Stat Insights: December 2009

Tuesday, December 15, 2009

SPC and ANOVA, What's the Connection?

The plot below shows 3 subgroups of size 8 for each of two different processes. For Process 1 the 3 subgroups look similar, while for Process 2 subgroup 2 has lower readings than subgroups 1 and 3.

Data from Dr. Donald J. Wheeler's SPC Workbook (1994).

Three Estimates of Standard Deviation

For each process, there are three ways we can obtain an estimate of the standard deviation of the population that generated this data. Method 1 consists of computing a global estimate the standard deviation using all the 8x3 = 24 observations. The standard deviation of Process 2 is almost twice as large the standard deviation of Process 1.

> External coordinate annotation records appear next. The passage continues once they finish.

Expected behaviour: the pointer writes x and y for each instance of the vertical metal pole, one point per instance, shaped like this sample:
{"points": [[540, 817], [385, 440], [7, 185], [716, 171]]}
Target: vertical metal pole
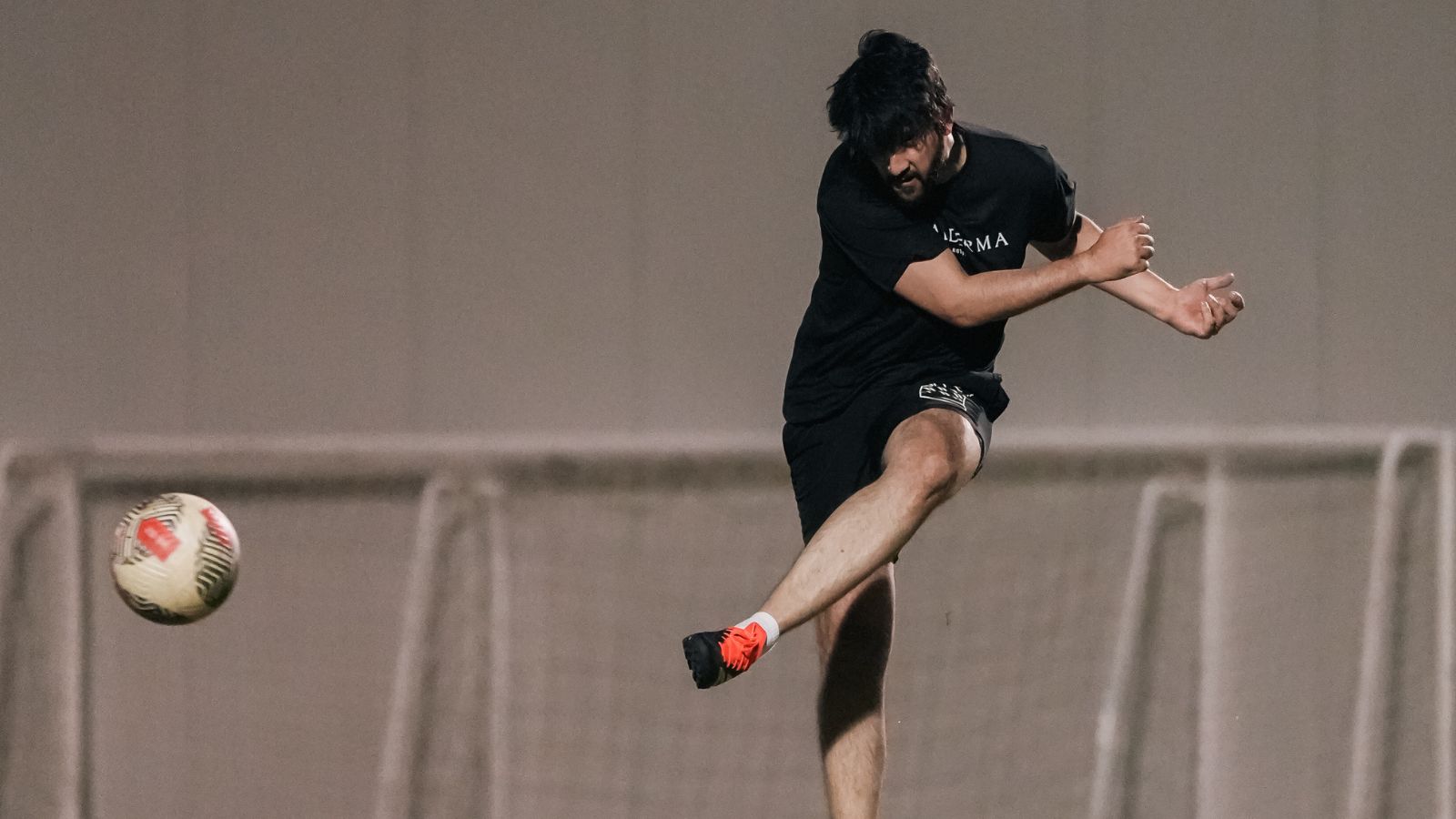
{"points": [[73, 642], [500, 652], [1446, 629], [1372, 697], [1210, 746], [1110, 773], [402, 726], [7, 542]]}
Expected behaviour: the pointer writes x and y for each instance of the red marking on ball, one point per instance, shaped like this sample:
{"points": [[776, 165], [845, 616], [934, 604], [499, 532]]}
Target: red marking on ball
{"points": [[157, 538], [215, 523]]}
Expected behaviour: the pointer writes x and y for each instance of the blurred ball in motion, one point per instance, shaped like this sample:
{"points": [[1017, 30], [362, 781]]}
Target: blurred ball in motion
{"points": [[175, 559]]}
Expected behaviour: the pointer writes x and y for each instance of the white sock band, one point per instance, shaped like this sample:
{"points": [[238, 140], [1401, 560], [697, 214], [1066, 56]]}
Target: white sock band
{"points": [[768, 624]]}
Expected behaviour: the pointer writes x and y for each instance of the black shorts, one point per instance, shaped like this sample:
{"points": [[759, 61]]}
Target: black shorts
{"points": [[834, 458]]}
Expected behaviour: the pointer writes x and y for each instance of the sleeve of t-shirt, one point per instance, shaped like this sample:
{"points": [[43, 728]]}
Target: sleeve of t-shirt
{"points": [[875, 237], [1053, 201]]}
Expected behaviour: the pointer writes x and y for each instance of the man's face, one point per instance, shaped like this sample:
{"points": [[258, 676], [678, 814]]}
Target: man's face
{"points": [[917, 167]]}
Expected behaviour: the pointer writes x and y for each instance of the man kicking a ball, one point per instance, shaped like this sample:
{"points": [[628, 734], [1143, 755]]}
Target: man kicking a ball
{"points": [[892, 389]]}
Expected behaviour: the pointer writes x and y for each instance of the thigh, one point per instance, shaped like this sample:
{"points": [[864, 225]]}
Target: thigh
{"points": [[935, 421]]}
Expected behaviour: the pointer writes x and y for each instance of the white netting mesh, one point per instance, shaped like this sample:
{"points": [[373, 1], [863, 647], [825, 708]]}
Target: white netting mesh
{"points": [[552, 681]]}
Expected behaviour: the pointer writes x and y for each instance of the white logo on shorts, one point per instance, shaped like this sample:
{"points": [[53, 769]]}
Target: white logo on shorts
{"points": [[946, 394]]}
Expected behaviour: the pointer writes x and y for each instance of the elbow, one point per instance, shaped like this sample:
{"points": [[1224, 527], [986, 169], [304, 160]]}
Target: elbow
{"points": [[967, 319]]}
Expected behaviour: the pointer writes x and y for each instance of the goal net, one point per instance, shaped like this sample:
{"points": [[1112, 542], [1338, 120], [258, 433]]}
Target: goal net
{"points": [[424, 632]]}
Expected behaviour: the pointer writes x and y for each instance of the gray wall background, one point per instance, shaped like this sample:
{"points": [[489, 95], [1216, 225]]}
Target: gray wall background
{"points": [[317, 216]]}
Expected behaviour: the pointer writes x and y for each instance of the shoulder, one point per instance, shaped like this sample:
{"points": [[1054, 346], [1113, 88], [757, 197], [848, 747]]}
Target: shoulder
{"points": [[1002, 150], [848, 193]]}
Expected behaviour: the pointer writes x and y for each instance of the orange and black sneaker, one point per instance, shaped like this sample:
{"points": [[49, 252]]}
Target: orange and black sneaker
{"points": [[718, 656]]}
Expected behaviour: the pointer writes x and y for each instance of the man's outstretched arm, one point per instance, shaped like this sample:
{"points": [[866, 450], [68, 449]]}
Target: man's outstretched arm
{"points": [[1196, 309]]}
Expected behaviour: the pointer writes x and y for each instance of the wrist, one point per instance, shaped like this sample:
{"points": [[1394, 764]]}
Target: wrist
{"points": [[1085, 267]]}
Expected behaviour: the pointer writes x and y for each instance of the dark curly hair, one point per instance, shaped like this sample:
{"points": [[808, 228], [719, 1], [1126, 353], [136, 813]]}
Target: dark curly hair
{"points": [[890, 95]]}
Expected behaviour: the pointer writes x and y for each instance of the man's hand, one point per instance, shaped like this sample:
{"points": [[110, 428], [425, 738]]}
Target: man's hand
{"points": [[1198, 310], [1123, 249]]}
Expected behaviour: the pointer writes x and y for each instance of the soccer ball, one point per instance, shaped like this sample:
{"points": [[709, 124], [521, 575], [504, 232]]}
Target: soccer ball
{"points": [[175, 559]]}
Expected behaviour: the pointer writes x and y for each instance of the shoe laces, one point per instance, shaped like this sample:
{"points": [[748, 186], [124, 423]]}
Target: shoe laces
{"points": [[742, 646]]}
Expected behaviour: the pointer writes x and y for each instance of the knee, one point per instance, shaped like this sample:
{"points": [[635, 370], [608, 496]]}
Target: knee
{"points": [[934, 479], [935, 458]]}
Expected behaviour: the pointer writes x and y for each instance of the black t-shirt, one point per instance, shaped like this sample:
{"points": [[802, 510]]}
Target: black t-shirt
{"points": [[856, 331]]}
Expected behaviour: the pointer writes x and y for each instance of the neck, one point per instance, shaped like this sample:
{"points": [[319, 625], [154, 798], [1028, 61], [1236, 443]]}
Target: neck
{"points": [[957, 160]]}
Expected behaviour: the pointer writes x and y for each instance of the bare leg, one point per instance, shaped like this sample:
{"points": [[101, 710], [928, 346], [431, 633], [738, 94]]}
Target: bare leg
{"points": [[854, 639], [929, 457]]}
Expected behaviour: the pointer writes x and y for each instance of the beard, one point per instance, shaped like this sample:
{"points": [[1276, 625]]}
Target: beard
{"points": [[914, 188]]}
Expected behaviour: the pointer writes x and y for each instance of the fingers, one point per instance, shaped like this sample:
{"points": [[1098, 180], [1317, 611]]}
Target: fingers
{"points": [[1220, 312], [1143, 242]]}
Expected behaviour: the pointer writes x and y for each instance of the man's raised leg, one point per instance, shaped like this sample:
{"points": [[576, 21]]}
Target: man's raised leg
{"points": [[928, 458]]}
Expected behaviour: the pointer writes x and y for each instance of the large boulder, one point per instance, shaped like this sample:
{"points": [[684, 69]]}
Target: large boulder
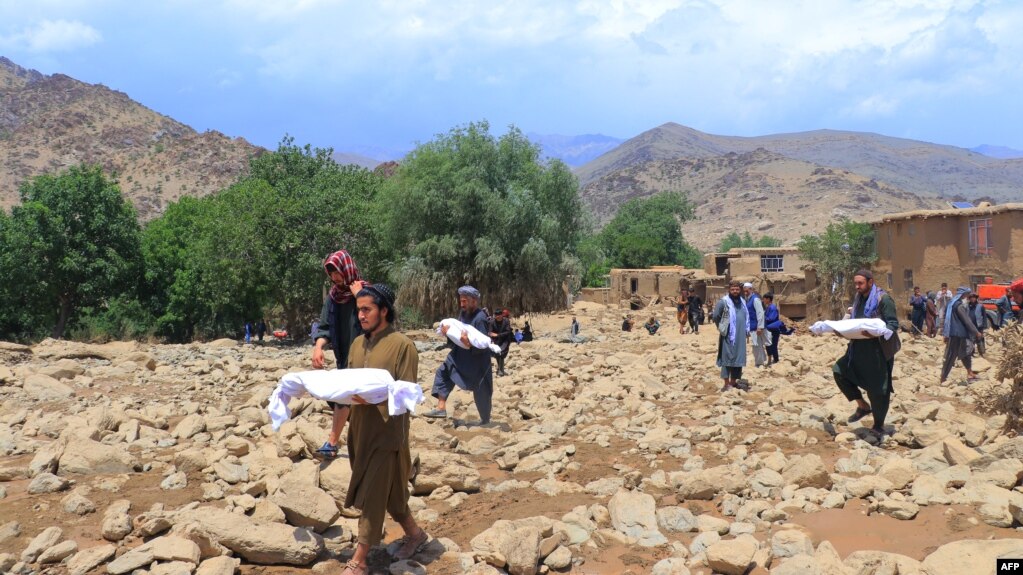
{"points": [[971, 556], [634, 514], [732, 557], [808, 471], [45, 388], [304, 503], [440, 468], [86, 456], [265, 543]]}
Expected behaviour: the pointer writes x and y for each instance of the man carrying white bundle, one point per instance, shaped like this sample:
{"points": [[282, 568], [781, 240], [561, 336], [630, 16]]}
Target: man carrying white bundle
{"points": [[377, 442], [868, 362], [466, 367]]}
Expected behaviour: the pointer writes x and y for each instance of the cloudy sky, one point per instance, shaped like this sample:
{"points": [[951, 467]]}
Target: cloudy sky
{"points": [[388, 74]]}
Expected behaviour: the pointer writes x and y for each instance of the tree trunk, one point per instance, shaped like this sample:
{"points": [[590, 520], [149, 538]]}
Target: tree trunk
{"points": [[65, 307]]}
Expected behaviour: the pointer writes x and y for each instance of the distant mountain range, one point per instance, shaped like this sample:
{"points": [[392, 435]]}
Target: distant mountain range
{"points": [[998, 151], [921, 168], [51, 122]]}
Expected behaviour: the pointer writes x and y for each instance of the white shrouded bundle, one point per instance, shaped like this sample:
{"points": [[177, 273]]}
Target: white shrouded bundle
{"points": [[476, 339], [373, 386], [853, 328]]}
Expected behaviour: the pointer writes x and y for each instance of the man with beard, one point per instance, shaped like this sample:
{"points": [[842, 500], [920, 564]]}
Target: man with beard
{"points": [[758, 338], [338, 326], [500, 334], [696, 312], [868, 362], [377, 442], [960, 332], [731, 318], [466, 368]]}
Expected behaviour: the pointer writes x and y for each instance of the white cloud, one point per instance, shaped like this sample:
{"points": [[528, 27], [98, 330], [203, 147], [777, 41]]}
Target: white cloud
{"points": [[52, 36]]}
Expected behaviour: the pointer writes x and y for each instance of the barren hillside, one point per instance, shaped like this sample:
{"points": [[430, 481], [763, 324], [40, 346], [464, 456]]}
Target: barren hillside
{"points": [[758, 191], [922, 168], [51, 122]]}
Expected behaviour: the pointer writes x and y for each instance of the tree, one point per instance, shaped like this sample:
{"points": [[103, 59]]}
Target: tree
{"points": [[843, 248], [78, 241], [647, 231], [217, 262], [734, 239], [469, 208]]}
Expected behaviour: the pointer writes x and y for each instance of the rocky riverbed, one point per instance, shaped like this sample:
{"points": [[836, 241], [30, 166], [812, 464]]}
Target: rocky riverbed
{"points": [[611, 456]]}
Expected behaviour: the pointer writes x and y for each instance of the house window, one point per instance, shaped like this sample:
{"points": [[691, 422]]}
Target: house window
{"points": [[981, 242], [771, 263], [977, 280]]}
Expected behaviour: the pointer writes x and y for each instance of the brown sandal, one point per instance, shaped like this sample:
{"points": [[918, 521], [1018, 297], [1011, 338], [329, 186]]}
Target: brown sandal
{"points": [[355, 568], [411, 545]]}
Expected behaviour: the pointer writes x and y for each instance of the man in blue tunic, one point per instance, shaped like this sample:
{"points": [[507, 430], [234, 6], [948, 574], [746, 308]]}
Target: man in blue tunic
{"points": [[466, 368]]}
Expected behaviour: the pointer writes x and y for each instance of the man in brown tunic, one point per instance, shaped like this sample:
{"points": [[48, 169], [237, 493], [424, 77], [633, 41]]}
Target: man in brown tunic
{"points": [[377, 443]]}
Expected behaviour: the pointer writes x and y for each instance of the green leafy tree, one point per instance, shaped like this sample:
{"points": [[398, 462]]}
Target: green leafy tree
{"points": [[469, 208], [843, 248], [76, 242], [647, 231], [217, 262], [734, 239]]}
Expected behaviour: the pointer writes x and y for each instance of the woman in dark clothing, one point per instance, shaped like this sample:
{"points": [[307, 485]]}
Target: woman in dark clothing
{"points": [[919, 304]]}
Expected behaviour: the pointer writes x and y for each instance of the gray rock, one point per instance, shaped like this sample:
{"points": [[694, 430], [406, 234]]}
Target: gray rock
{"points": [[47, 483], [46, 539], [87, 560], [256, 542], [634, 515], [732, 557], [57, 553], [219, 566]]}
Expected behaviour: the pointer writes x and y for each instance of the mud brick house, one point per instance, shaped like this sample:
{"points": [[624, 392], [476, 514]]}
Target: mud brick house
{"points": [[960, 247], [781, 270]]}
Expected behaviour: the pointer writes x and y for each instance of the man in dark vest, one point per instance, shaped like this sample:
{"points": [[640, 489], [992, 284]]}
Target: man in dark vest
{"points": [[868, 363]]}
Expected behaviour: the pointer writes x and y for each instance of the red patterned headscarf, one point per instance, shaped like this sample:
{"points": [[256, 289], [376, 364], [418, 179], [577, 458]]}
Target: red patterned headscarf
{"points": [[344, 263]]}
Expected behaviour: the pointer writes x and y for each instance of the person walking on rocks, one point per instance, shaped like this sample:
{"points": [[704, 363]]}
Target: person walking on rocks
{"points": [[758, 338], [731, 317], [696, 313], [944, 296], [931, 315], [682, 311], [868, 362], [918, 305], [960, 333], [338, 326], [976, 312], [377, 442], [465, 368], [774, 325], [500, 334]]}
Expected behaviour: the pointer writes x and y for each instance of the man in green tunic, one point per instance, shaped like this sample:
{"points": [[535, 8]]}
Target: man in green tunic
{"points": [[868, 363], [377, 443]]}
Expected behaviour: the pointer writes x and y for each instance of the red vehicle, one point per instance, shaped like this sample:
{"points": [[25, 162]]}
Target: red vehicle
{"points": [[989, 293]]}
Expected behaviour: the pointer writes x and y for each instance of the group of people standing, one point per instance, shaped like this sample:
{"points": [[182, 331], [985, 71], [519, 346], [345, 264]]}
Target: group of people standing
{"points": [[743, 315]]}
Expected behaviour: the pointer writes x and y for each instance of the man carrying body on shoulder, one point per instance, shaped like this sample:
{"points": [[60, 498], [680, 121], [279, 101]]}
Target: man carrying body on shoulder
{"points": [[338, 326], [465, 368], [377, 442], [868, 362], [731, 317]]}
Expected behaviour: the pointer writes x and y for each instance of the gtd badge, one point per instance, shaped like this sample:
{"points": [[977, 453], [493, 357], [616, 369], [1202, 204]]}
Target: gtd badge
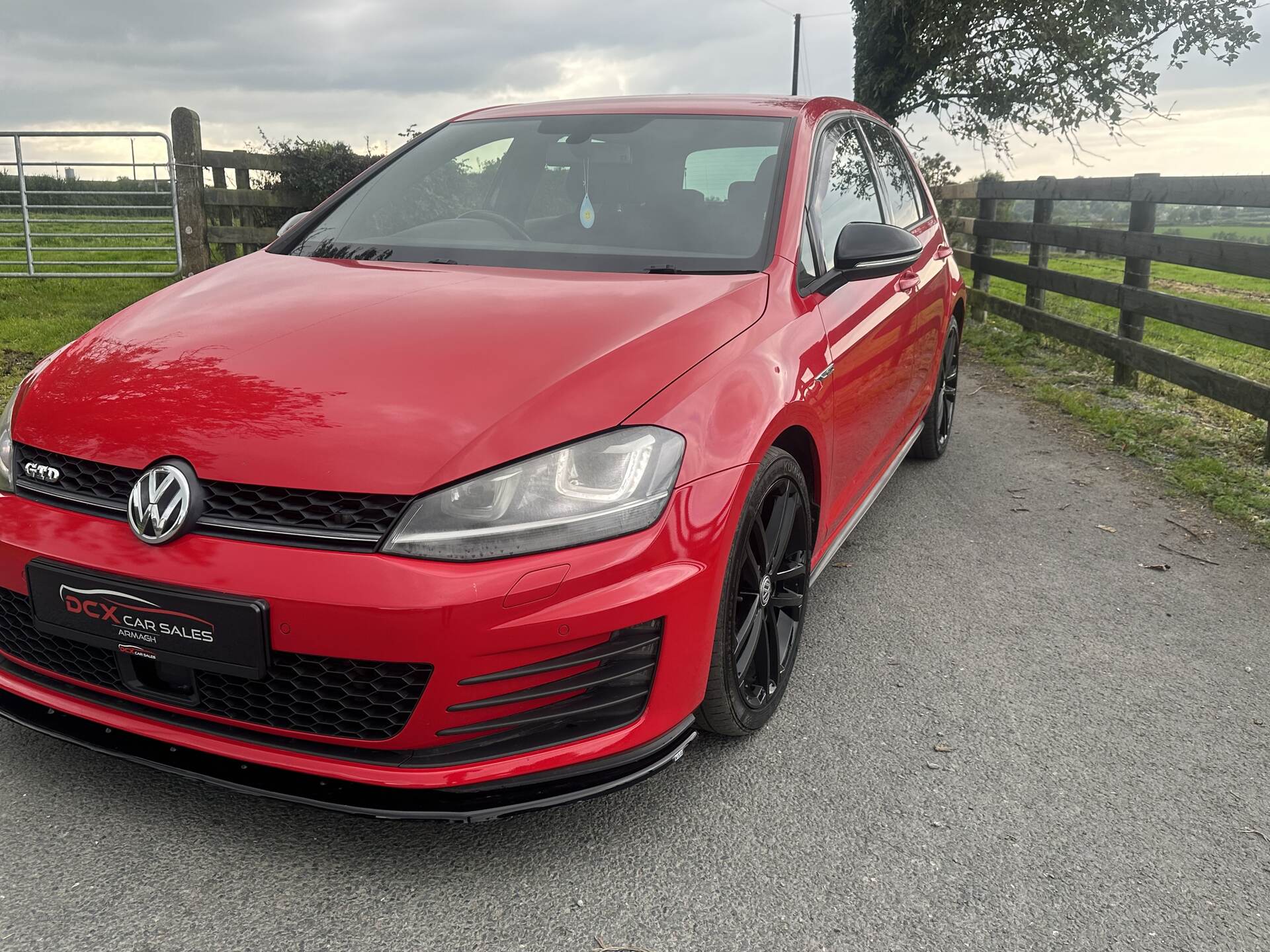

In Method 2 we first calculate the range of each of the 3 subgroups, compute the average of the 3 ranges, and then compute an estimate of standard deviation using Rbar/d2, where d2 is a correction factor that depends on the subgroup size. For subgroups of size 8 d2 = 2.847. This is the local estimate from an R chart that is used to compute the control limits for an Xbar chart.

Since for each process the 3 subgroups have the same ranges (5, 5, and 3), they have the same Rbar = 4.3333, giving the same estimate of standard deviation, 4.3333/2.847 = 1.5221.

Finally, for Method 3 we first compute the standard deviation of the 3 subgroup averages,

and then scale up the resulting standard deviation by the square root of the number of observations per subgroup, √8 = 2.8284. For Process 1 the estimate is given by 0.5774×√8 = 1.7322, while for Process 2, 3×√8 = 8.485.

The table below shows the Methods 1, 2, and 3 standard deviation estimates for Process 1 and 2. Readers familiar with ANalysis Of VAriance (ANOVA) will recognize Method 2 as the estimate based on the within sum-of-squares, while Method 3 is the estimate coming from the between sum-of-squares.

You can quickly see that for Process 1 all 3 estimates are similar in magnitude. This is a consequence of Process 1 being stable or in a state of statistical control. Process 2, on the other hand, is out-of-control and therefore the 3 estimates are quite different.

In SPC an R chart answers the question "Is the within subgroup variation consistent across subgroups?" While the XBar chart answers the question “Allowing for the amount of variation within subgroups, are there detectable differences between the subgroup averages?”. In an ANOVA the signal-to-noise ratio, F ratio, is a function of Method 3/Method 2, and signals are detected whenever the F ratio is statistically significant. As you can see there is a one-to-one correspondence between an XBar-R chart and the oneway ANOVA.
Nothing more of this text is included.